Back to Table of Contents

43732-AC2
Testing Paleoenvironmental Models of the Cretaceous Western Interior Seaway via Stable Isotopes of Fossil Turtles and Fish

Matthew J. Kohn, University of South Carolina

Activities

This worked supported the activities of PhD candidate, Alan Coulson. We have initiated 2 key activities towards completing the proposed research. First, we have completed compilation of a large dataset on modern turtle bone oxygen isotope compositions and their relationship to local water compositions. This work required sampling different bones along flippers as well as shell material from different species of marine turtles (which are all endangered). We processed and analyzed this bone for oxygen isotope composition of the PO4 component. These data were compared with extant data from freshwater turtles and a few marine turtles. This work is now in review at Palaeogeography, Palaeoclimatology, and Palaeoecology. Second, we have received, processed, and begun analyzing a large suite of fossil turtle and fish fossils from the Cretaceous Western Interior Seaway. Now that we have firmly established the straightforward relationship between water and turtle isotope compositions, we have begun working towards our principal goal: establishing paleoceanographic circulation patterns within the seaway, specifically testing models of evaporative enrichment in the eastern part of the seaway and freshwater input in the western part. In this regard, we have received about 300 samples, mainly from Kansas, Mississippi, and Alabama; all samples have been processed and are ready to analyze, with one subsample for PO4 analysis (water composition) and a second split for CO3 analysis (temperature estimates).
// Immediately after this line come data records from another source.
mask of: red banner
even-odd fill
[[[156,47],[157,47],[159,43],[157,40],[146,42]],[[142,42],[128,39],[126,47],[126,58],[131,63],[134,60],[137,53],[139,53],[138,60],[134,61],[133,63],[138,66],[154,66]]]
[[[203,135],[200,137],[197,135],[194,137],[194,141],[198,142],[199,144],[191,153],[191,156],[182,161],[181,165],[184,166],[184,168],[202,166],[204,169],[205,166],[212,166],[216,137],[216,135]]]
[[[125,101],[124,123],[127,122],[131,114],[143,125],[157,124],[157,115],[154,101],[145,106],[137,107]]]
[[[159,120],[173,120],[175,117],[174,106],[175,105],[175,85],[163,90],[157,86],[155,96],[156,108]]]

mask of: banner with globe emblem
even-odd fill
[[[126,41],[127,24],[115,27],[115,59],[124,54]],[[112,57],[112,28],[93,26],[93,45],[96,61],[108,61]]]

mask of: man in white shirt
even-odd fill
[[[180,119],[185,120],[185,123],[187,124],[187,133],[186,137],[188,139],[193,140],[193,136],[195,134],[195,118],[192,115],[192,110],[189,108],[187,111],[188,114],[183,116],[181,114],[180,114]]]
The estimation of temperature follows on research by the PI on use of diagenetic compositions (Kohn and Law, 2004, Geochimica et Cosmochimica Acta), funded by NSF.

Findings

Our work establishes a simple 1:1 relationship between the oxygen isotope composition of local water and turtle bone PO4, most importantly for marine taxa that have otherwise remained relatively unsamples. We have also shown that it does not matter which bone is used for inferring water compositions. All have indistinguishable compositions, regardless of proximity to the turtle's thermal core. Shell material, although more scattered compositionally, has a similar mean composition. These data suggest, firstly, that turtles more effectively thermoregulate in their flippers than other reptiles. Secondly, analysis of turtle bone PO4 can be made for paleoceanographic interpretations, as we propose doing for the Cretaceous Western Interior Seaway. Both results are now in review at Palaeo3, and several abstracts have been presented.